In the year 2013, a parasitical fungus known as Cordyceps (yes, that’s a real thing and it takes control of several species of arthropods), begins to infect humans, taking control of their brains and causing them to attack other humans. When these infected humans are on the verge death, they release spores that, when inhaled, spread the infection, and in a span of one night the world is plunged into anarchy.

Fast-forward twenty years later and majority of the earth’s population has been wiped out. Most survivors are either living in oppressive quarantine zones or have become hunters, groups that ambush and prey on other humans. Food and resources have become scarce, the infected continue to plague the world, and it seems as though humanity has no other choice but to adopt to a life of fear.

It’s nothing drastically different from any post-zombie apocalypse scenario, but the zombie theme only serves as a backdrop for The Last of Us, the latest offering from critically acclaimed game developers Naughty Dog, makers of the Uncharted, Jak and Daxter, and Crash Bandicoot series.

The Last of Us is a character-driven game. Joel, a middle-aged smuggler, and Ellie, a fourteen-year-old girl (an extremely likeable one at that), travel across an American wasteland devoid of any signs of humanity. There are other humans, to be sure, but the dire conditions have made monsters of them, sometimes portraying them to be the real monsters of this game.

Joel and Ellie’s relationship blossoms throughout the game and is sure to elicit the empathy of most gamers. The way this is fleshed out showcases what the medium is capable of in terms of storytelling. The game doesn’t just rely on its beautifully done cut-scenes, but also on the moments which are played. Throughout the fight sequences, I felt a growing sense of responsibility over Ellie, that she was a real human being who could live or die. It also helped she wasn’t just a damsel in distress; I found myself saved by her on several occasions where I was too busy reloading. By the time I reached the final chapters of the game, I felt nervous whenever I was away from her even for a few moments.

The optional dialogues interspersed throughout the exploration segments of the game emphasize the fact that Ellie did not live in a world without the infected and sometimes she provides biting commentary on our world. It’s this and discovering empty playrooms where children might have once played; little notes and diaries from people who eventually fell victim; that really create a sense of immersion.
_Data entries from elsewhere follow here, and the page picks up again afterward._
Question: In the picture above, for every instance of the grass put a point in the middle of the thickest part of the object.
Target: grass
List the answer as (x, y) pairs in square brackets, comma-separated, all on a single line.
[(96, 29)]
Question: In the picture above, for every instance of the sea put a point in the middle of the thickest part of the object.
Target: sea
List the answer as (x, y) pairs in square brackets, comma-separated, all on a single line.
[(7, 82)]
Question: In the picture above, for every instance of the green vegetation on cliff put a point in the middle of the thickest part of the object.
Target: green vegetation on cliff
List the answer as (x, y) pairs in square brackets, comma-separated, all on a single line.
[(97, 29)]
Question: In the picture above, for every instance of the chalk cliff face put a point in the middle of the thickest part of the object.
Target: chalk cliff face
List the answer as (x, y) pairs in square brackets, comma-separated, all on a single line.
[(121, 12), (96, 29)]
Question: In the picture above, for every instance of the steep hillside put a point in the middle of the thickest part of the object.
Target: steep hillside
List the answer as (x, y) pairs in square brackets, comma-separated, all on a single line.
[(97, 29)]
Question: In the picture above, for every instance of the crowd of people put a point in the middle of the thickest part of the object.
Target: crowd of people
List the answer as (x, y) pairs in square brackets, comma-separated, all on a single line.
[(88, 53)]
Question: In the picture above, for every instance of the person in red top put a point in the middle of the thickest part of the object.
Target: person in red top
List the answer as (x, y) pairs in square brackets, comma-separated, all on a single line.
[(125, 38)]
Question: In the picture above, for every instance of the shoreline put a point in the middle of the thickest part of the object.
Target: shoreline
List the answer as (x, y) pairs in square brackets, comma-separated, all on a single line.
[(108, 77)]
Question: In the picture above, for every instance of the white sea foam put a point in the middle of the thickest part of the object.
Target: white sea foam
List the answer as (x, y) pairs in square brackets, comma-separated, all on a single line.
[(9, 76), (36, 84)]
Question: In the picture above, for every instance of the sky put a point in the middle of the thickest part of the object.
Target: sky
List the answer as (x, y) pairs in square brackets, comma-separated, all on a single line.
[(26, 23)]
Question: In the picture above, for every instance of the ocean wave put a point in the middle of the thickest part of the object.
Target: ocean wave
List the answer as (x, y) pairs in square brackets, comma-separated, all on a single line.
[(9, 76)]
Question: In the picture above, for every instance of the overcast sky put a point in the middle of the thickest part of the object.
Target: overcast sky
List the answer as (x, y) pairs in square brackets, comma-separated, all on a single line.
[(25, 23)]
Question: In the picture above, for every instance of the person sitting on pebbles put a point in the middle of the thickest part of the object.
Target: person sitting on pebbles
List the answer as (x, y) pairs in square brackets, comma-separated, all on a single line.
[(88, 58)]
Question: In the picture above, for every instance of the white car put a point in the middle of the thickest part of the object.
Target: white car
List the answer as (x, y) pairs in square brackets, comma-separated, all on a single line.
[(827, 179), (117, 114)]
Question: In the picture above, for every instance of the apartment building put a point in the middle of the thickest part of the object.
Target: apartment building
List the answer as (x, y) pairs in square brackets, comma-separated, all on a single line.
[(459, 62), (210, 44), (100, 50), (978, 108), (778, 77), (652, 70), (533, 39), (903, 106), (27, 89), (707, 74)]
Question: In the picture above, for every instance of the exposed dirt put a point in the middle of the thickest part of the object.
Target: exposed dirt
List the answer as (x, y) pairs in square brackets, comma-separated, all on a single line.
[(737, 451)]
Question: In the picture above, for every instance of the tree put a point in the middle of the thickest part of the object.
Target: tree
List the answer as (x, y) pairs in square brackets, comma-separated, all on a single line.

The gameplay mechanics are somewhat similar to The Uncharted series. It’s a third-person shooter with a functional cover system, but with added elements of survival horror. The game provides a limited supply of ammunition and the player at times is forced to either use stealth or even run-away. Mobility is important and the controls are suitably fluid.

Repetitiveness isn’t too much of a concern as the weapons and enemy types add variety to the game and forces you to adjust accordingly. Some zombies, for example, react to sound and are almost impossible to beat in numbers, so you might throw a bottle to the opposite side of the room to detract their attention or use a silent bow to kill them, while human enemies will often try to flank you if you spend too much time in any one position. Trying out different play styles on the four difficulty levels (which can also be played in a new game+ mode) gives the game replayability.

It’s also a visually stunning game. The superb lighting adds to the world’s quasi-dark atmosphere, and the aesthetically-pleasing scenery shows us a world where nature has retaken what humanity took from it. It might be pushing the limits of what the PlayStation 3 is graphically capable of.

The story is also complemented by its soundtrack, composed entirely by Academy Award-winning composer Gustavo Santaolalla.  Simplicity is the theme here, and the subtle and minimalist approach, often just an acoustic guitar, works well with the game.

Overall, these aspects add up to make an emotionally visceral game that is truly immersive. The riveting story and characters will draw you in from start to finish. It is simply a breathtaking and emotionally evoking experience that will have you taking deep breaths to calm yourself down, wiping tears off your eyes, and taking certain actions in-game out of anger.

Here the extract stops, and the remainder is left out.